Gypsies had arrived in western Europe around 1420, claiming to be penitent pilgrims from Egypt but soon acquiring a reputation for fortune-telling and theft. Leonardo’s drawing dates from a period of particular hostility to Gypsies in Milan, and they were banished from the Duchy of Lombardy in April 1493, the first such edict in Italy. The drawing was therefore a satire on current affairs, probably made for the entertainment of the Sforza court. It seems to have left Leonardo’s hands and became one of his best-known compositions, serving as the basis for paintings by Giorgione and (possibly) Albrecht Dürer in Venice and Quentin Massys in Antwerp. By the 1580s it was in circulation in Milan and was presumably acquired then by Pompeo Leoni, separately from Melzi’s inheritance. The young Caravaggio was serving his apprenticeship in the city at that time and may have known the drawing, and indeed this was to become a common subject in Caravaggesque painting across Europe in the seventeenth century.

The drawing is the most elaborate of Leonardo’s drawings of figures with exaggerated features, generally known as 'grotesques'. Particularly in the years around 1490, he sketched countless figures in this manner, which can be seen as a counterpart to his concurrent investigations of ideal human proportion (see eg. RCIN 919132, 912601). Leonardo had no intention of introducing such grotesques into his writings or his paintings – they were essentially amusements, for himself and his associates, and probably for the Sforza court too.
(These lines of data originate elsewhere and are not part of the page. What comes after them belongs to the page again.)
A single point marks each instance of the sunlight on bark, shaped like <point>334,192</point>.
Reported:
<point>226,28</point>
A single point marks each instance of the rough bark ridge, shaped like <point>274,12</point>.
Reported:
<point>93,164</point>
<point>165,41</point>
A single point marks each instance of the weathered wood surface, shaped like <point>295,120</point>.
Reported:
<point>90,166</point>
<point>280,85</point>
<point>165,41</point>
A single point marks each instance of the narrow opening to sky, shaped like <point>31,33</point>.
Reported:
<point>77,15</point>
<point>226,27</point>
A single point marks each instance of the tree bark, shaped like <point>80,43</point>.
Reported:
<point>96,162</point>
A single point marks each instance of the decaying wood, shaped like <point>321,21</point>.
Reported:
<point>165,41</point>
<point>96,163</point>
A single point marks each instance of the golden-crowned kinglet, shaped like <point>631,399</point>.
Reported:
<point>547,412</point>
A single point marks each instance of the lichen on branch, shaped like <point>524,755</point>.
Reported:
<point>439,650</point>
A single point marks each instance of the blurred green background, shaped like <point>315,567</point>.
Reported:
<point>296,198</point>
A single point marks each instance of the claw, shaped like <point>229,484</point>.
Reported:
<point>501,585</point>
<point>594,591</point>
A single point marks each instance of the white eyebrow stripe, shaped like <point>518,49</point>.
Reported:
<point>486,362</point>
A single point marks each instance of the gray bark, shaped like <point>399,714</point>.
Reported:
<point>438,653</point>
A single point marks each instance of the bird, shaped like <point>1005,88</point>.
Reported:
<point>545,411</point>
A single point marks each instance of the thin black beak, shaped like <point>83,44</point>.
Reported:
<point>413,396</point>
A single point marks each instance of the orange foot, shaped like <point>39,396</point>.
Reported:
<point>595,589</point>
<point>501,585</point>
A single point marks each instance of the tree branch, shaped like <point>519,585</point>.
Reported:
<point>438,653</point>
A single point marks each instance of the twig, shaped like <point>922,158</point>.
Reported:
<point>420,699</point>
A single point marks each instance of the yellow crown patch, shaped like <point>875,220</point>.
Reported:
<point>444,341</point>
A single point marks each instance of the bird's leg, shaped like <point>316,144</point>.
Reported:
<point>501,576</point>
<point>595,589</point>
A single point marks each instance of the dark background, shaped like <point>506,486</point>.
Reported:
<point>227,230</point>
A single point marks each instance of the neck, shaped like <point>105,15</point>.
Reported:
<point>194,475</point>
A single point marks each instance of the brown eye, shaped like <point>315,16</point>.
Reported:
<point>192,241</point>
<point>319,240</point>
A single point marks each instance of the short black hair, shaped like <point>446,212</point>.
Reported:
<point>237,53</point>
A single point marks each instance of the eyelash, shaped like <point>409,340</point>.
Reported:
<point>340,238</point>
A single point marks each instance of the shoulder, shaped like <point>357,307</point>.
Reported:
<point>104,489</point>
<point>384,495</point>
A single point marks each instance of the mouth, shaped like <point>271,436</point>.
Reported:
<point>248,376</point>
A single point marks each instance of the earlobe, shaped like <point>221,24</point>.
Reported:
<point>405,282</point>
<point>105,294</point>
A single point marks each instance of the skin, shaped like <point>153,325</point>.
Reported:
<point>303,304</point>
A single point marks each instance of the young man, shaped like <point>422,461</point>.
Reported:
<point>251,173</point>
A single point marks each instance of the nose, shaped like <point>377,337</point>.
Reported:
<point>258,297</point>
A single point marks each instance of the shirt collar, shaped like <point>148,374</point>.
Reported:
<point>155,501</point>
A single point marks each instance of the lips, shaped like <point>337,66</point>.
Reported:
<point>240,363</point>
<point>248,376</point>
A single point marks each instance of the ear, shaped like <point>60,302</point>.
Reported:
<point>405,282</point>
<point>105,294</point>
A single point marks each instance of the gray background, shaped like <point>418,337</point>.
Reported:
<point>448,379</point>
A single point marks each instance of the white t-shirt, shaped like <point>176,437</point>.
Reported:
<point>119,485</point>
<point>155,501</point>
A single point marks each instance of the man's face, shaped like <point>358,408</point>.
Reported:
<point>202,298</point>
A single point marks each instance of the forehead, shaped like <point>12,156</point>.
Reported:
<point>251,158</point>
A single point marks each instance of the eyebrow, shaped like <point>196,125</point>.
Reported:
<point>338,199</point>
On the verso are several lines of notes, the last section of which may be connected with the subject on the recto; translated by J.P. Richter, Literary Works of Leonardo da Vinci, no. 1355:


"This spirit returns to the brain whence it had departed, with a loud voice and with these words, it moved...

"And if any man though he may have wisdom or goodness...

"O blessed and happy spirit whence comest thou? Well have I known this man, much against my will. This one is a receptacle of villainy; he is a perfect heap of the utmost ingratitude combined with every vice. But of what use is it to fatigue myself with vain words? Nothing is to be found in them but every form of sin ... And if there should be found among them any that possesses any good, they will not be treated differently to myself by other men; and in fine, I come to the conclusion that it is bad if they are hostile, and worse if they are friendly."